Using the rename() method with a dictionary

import pandas as pd
df = pd.DataFrame({'old_name': [1, 2, 3], 'B': [4, 5, 6]})
renamed_df = df.rename(columns={'old_name': 'new_name'})
print(renamed_df.columns.tolist())--OUTPUT--['new_name', 'B']

For selective renaming, the rename() method is your go-to tool. You pass a dictionary to its columns parameter, mapping old column names to new ones. This approach lets you change just the columns you need without affecting the rest of the DataFrame.

  • The dictionary provides a clear {'old_name': 'new_name'} mapping for each column you want to change.
  • By default, rename() returns a new DataFrame, leaving your original data untouched unless you specify inplace=True.

Using the rename() method with a function

import pandas as pd
df = pd.DataFrame({'A': [1, 2, 3], 'B': [4, 5, 6]})
renamed_df = df.rename(columns=lambda x: x.lower() + '_col')
print(renamed_df.columns.tolist())--OUTPUT--['a_col', 'b_col']

For systematic renaming, you can pass a function to the columns parameter. This approach is powerful when you need to apply the same transformation to every column name, such as standardizing case or adding a consistent prefix or suffix.

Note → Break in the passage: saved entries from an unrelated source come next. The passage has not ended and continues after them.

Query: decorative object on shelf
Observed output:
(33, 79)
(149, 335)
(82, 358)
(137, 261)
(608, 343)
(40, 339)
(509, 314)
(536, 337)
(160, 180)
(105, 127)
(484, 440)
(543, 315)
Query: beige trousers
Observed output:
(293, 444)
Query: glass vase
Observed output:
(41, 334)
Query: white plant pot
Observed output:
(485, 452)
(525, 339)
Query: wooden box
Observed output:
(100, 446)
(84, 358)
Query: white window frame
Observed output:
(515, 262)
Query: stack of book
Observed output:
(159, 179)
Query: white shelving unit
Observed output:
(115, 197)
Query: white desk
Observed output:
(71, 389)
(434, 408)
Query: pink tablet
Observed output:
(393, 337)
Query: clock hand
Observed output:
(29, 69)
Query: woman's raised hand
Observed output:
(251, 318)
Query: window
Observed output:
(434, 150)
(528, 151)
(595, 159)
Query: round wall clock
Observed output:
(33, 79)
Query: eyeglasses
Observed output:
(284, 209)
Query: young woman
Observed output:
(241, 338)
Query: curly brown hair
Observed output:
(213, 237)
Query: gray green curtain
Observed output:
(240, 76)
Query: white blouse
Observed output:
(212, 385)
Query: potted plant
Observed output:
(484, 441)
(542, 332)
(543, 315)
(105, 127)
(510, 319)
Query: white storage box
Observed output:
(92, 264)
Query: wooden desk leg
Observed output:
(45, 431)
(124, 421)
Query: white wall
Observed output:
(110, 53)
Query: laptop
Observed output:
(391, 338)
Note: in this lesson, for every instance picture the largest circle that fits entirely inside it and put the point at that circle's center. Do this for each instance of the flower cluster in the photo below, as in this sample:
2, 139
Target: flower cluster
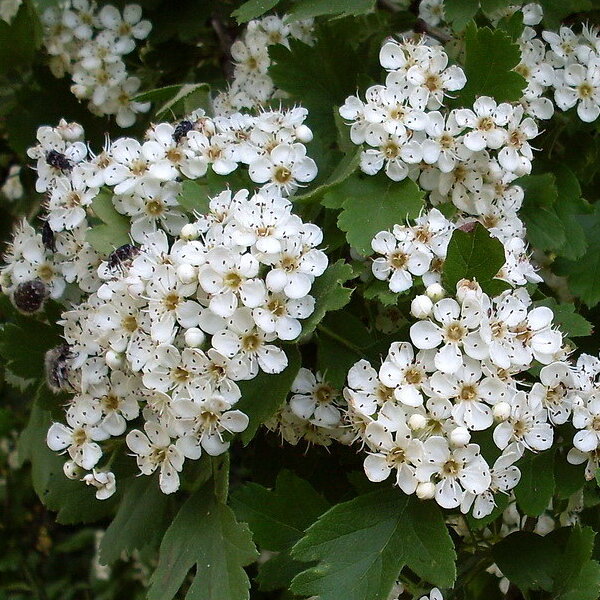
174, 327
90, 44
463, 374
314, 413
251, 86
145, 180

  • The lambda function processes each column name individually.
  • In this case, it takes each name, converts it to lowercase with lower(), and appends _col, creating a uniform naming scheme across the DataFrame.

Renaming multiple columns at once

import pandas as pd
df = pd.DataFrame({'A': [1, 2, 3], 'B': [4, 5, 6], 'C': [7, 8, 9]})
column_mapping = {'A': 'X', 'B': 'Y', 'C': 'Z'}
renamed_df = df.rename(columns=column_mapping)
print(renamed_df.columns.tolist())--OUTPUT--['X', 'Y', 'Z']

The rename() method scales perfectly for changing multiple column names at once. You simply expand the dictionary to include all the desired changes, making your code organized and easy to read. This is much more efficient than calling the method multiple times.

  • Define a column_mapping dictionary where each key is an old column name and its value is the new one.
  • Pass this complete dictionary to the columns parameter to execute all renames in a single operation.

Advanced column renaming techniques

Beyond dictionary and function-based renaming, advanced approaches like regular expressions, the inplace=True parameter, and str methods offer more specialized solutions.

Renaming columns with regular expressions

import pandas as pd
import re
df = pd.DataFrame({'col_1': [1, 2], 'col_2': [3, 4], 'other': [5, 6]})
df.columns = [re.sub(r'col_(\d)', r'column_\1', col) for col in df.columns]
print(df.columns.tolist())--OUTPUT--['column_1', 'column_2', 'other']

Regular expressions give you surgical precision for renaming columns that follow a specific pattern. This example uses a list comprehension to apply Python’s re.sub() function across all column names. It’s an efficient way to perform complex, pattern-based changes in a single line.

  • The function finds names matching the pattern r'col_(\d)', which looks for "col_" followed by a digit. The parentheses capture the digit.
  • It then replaces the match with r'column_\1', where \1 inserts the captured digit into the new name.

Renaming columns in-place with inplace=True

import pandas as pd
df = pd.DataFrame({'old_name1': [1, 2], 'old_name2': [3, 4]})
print("Before:", df.columns.tolist())
df.rename(columns={'old_name1': 'new_name1', 'old_name2': 'new_name2'}, inplace=True)
print("After:", df.columns.tolist())--OUTPUT--Before: ['old_name1', 'old_name2']
After: ['new_name1', 'new_name2']

The inplace=True parameter offers a memory-efficient way to rename columns by modifying the original DataFrame directly. Instead of creating and returning a new DataFrame, this operation alters your existing data on the spot. It's a useful shortcut when you're confident you won't need the original column names again.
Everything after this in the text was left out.